Thermometer mit über 40 Grad C. vor sonnigem Himmel

Hitzerekorde und Flächenbrände in Europa

Was folgt aus den Wetter-Extremen für die Klimapolitik?

30. Juli 2026
Verschiedenes
Ute Bertrand
Blog

Fast 10.000 Hitzetote in Deutschland bereits in diesem Sommer durch Temperaturen auf Rekordniveau. Verheerende Flächenbrände in Frankreich, Spanien, Portugal und der Türkei.
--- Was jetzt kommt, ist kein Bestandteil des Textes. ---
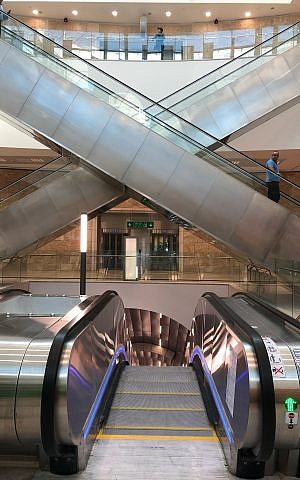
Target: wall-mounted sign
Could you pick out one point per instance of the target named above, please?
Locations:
(290, 404)
(139, 224)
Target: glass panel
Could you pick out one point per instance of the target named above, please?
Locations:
(133, 104)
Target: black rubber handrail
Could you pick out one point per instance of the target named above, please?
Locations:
(231, 61)
(32, 172)
(276, 315)
(10, 291)
(27, 187)
(268, 402)
(152, 117)
(185, 137)
(89, 309)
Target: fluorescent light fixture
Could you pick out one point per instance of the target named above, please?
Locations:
(83, 232)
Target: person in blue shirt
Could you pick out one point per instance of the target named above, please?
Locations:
(159, 41)
(273, 177)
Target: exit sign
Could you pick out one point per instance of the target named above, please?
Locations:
(133, 224)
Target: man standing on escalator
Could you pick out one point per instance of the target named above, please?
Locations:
(273, 177)
(3, 15)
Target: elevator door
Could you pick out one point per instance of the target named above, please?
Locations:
(164, 251)
(113, 250)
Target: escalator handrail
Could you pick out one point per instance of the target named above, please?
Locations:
(268, 402)
(6, 199)
(31, 173)
(11, 291)
(231, 61)
(153, 117)
(276, 315)
(89, 308)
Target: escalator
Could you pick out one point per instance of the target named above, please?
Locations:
(148, 421)
(64, 190)
(243, 93)
(150, 157)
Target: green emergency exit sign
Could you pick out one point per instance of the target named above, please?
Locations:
(290, 404)
(134, 224)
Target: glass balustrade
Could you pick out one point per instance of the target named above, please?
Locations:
(280, 288)
(210, 45)
(130, 102)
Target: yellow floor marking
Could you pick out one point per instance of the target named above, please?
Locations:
(157, 393)
(156, 437)
(163, 409)
(148, 427)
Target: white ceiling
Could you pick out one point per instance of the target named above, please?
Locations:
(130, 13)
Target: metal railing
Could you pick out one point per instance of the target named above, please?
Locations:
(211, 45)
(280, 288)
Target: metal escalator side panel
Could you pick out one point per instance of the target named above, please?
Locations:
(76, 367)
(281, 338)
(16, 334)
(30, 384)
(232, 364)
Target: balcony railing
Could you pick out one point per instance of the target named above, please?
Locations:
(215, 45)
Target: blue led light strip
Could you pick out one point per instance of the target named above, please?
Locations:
(120, 351)
(214, 392)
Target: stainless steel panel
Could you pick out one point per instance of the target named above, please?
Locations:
(253, 96)
(118, 145)
(269, 220)
(188, 187)
(17, 79)
(84, 362)
(84, 119)
(38, 305)
(153, 165)
(279, 81)
(287, 385)
(46, 104)
(286, 241)
(16, 334)
(23, 222)
(147, 163)
(207, 122)
(28, 397)
(232, 365)
(213, 213)
(4, 49)
(225, 106)
(292, 57)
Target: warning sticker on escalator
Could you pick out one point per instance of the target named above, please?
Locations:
(277, 367)
(296, 355)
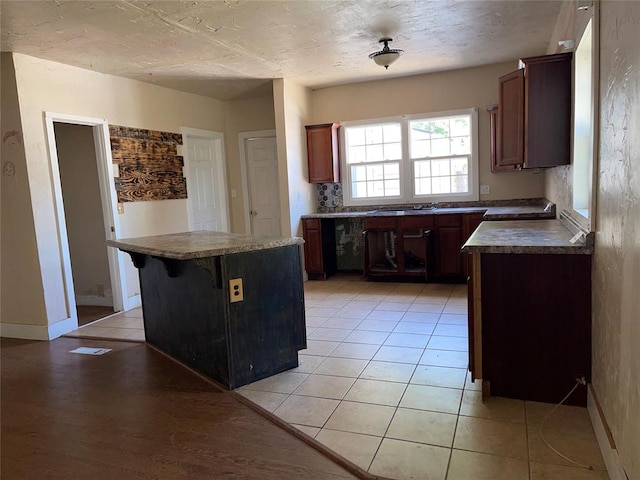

Drastisch wird uns vor Augen geführt: Unterlassener Klima- und Artenschutz kostet Menschenleben! Was für viele Menschen in anderen Erdteilen längst bitterer Alltag ist, lässt sich auch hier nicht mehr verdrängen. Die Extremwetter-Ereignisse nehmen zu. Europa heizt sich so rasant auf wie kein anderer Kontinent.  

 

Hitzewellen und Brände kommen alles andere als überraschend. Es sind keine Naturkatastrophen, sie sind menschengemacht: durch zu hohe Treibausgasemissionen aus Kraftwerken, Autos und Flugzeugen, durch fortgesetzten Raubbau an der Natur, durch brandgefährliche Monokulturen und immer mehr versiegelte Flächen in unseren Städten. 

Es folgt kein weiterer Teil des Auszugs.